From May 2011 to the end of May 2013 the European Union imposed a full arms embargo on Syria in response to the violent repression by Syrian government forces of peaceful protests and the following violent conflict in the country. Due to disagreement between EU states about allowing the supply of arms to rebel forces in Syria large parts of the embargo were lifted per 1 June 2013.
In May 2011 the European Union imposed sanctions on Syria in response to the violent repression by Syrian government forces of peaceful protests. It called on the Syrian security forces to exercise restraint. Council Decision 2011/273/CFSP and Council Regulation No 442/2011.
The sanctions included an embargo on the supply of arms, military equipment and equipment which might be used for internal repression.
In January and June 2012 several EU Council decisions were made that specified in more detail the items and services banned under the arms embargo. This included telecommunications monitoring and interception equipment and certain goods that might be used for the manufacture and maintenance of equipment, which might be used for internal repression.
Council Regulation EU No 36/2012 18 January 2012 and Council Regulation EU No 509/2012 16 June 2012.
In July 2012, in an effort to address the problem of arms and other embargoed items being transported from other countries through the EU to Syria it was decided that EU Member States should inspect all vessels and aircraft bound for Syria within their territories and with the consent of the flag state if they have reasonable grounds to believe that the cargo may include sanctioned items. Council Decision 2012/420/CFSP 23 July 2012.
In November 2012 the EU decided to extend restrictive measures until 1 March 2013, imposing a renewal term of only three month instead of one year. Council Decision 2012/739/CFSP 29 November 2012.
In February 2013 the EU decided to renew the restrictive measures against Syria for a further three months, amending them so as to provide greater non-lethal support and technical assistance for the protection of civilians.

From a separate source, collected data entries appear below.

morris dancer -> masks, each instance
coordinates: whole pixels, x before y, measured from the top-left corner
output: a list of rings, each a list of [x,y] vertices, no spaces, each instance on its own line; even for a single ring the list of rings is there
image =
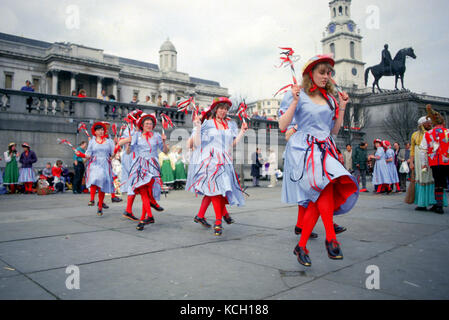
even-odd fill
[[[98,190],[97,215],[103,215],[105,193],[114,193],[111,159],[114,156],[114,142],[107,138],[107,125],[96,122],[91,128],[94,138],[89,140],[86,154],[76,152],[76,155],[88,159],[86,166],[86,188],[90,188],[89,206],[95,205],[95,193]]]
[[[370,160],[376,160],[373,170],[373,185],[376,188],[374,191],[376,194],[380,194],[384,189],[387,189],[387,192],[390,193],[390,184],[392,184],[392,180],[388,171],[387,162],[385,161],[385,150],[383,148],[382,140],[374,140],[374,147],[376,153],[369,156]]]
[[[158,163],[158,153],[168,151],[164,134],[153,132],[157,124],[156,116],[142,113],[137,121],[137,128],[142,132],[135,132],[132,137],[119,141],[119,145],[130,144],[130,152],[135,152],[129,170],[128,195],[140,194],[142,197],[142,216],[136,229],[142,231],[146,224],[154,223],[151,213],[150,199],[160,199],[161,172]]]
[[[192,133],[196,150],[189,165],[186,183],[186,190],[205,196],[199,213],[202,216],[196,216],[195,222],[210,226],[204,219],[204,213],[212,202],[216,218],[216,236],[223,232],[221,222],[226,216],[226,203],[244,205],[243,190],[234,170],[230,151],[244,136],[248,126],[243,123],[238,133],[237,124],[227,120],[231,106],[232,102],[228,98],[215,98],[201,119],[196,117]],[[209,117],[210,119],[206,120]],[[232,222],[231,219],[228,223]]]
[[[433,129],[424,134],[421,141],[421,170],[432,170],[435,180],[435,212],[443,214],[444,190],[447,189],[449,179],[449,129],[445,126],[445,120],[431,105],[426,106],[427,118],[432,120]],[[425,161],[427,157],[427,162]]]
[[[388,174],[390,176],[391,185],[389,189],[393,189],[393,185],[396,186],[396,192],[401,192],[399,187],[399,175],[396,165],[394,164],[394,150],[391,148],[391,143],[388,140],[382,141],[382,146],[385,150],[385,162],[387,163]]]
[[[331,259],[343,259],[333,226],[333,216],[350,211],[358,198],[355,178],[338,161],[332,134],[338,134],[349,97],[340,93],[340,106],[331,95],[331,56],[318,55],[303,68],[301,87],[292,85],[284,96],[279,129],[286,130],[293,118],[298,125],[286,146],[282,201],[306,208],[301,238],[293,253],[310,267],[306,248],[321,216],[326,230],[325,246]]]
[[[422,171],[421,163],[421,149],[420,145],[424,134],[432,129],[432,120],[427,117],[421,117],[418,120],[418,131],[413,132],[411,138],[411,150],[410,150],[410,169],[414,170],[415,173],[415,201],[417,205],[415,210],[417,211],[427,211],[427,207],[431,211],[436,210],[435,201],[435,182],[433,180],[432,171]],[[423,150],[426,152],[427,150]],[[426,161],[427,157],[423,157],[422,160]],[[443,204],[447,207],[447,197],[446,193],[443,194]]]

In April 2013 the EU decided to allow the supply of certain equipment to Syrian opposition forces. It was decided that EU member states may authorize the supply of non-lethal equipment which might be used for internal repression and technical assistance and financing related to non-lethal military equipment to the Syrian National Coalition for Opposition and Revolutionary forces when intended for the protection of civilians.
From June 2013 most parts of the EU arms embargo on Syria were lifted after a decision late May to continue export and import restrictions related to Syria with the exception of arms and material and certain equipment which might be used for internal repression. The EU decided to create a list of items which might be used for internal repression the transfer of which from or via the EU to Syria would remain prohibited. The supply of equipment and software for use in monitoring of communications by the Syrian regime remained prohibited and so was the import of weapons and other military equipment from Syria. The EU council stressed the commitment by EU states to base their decisions on exports of arms to Syria on the the EU Common Position defining common rules governing the control of exports of military technology and equipment. Council Decision 2013/255/CFSP 31 May 2013.
No further conditions were put on the supply of arms to Syria. However, a preceding Council declaration noted the commitment by EU states that weapons supplied to Syria would be for the Syrian National Coalition for Opposition and Revolutionary Forces and intended for the protection of civilians and that member states would not immediately start with the such supplies. The Council announced that it would review its position before 1 August 2013. (Council declaration 27 May 2013) However, this review did not happen.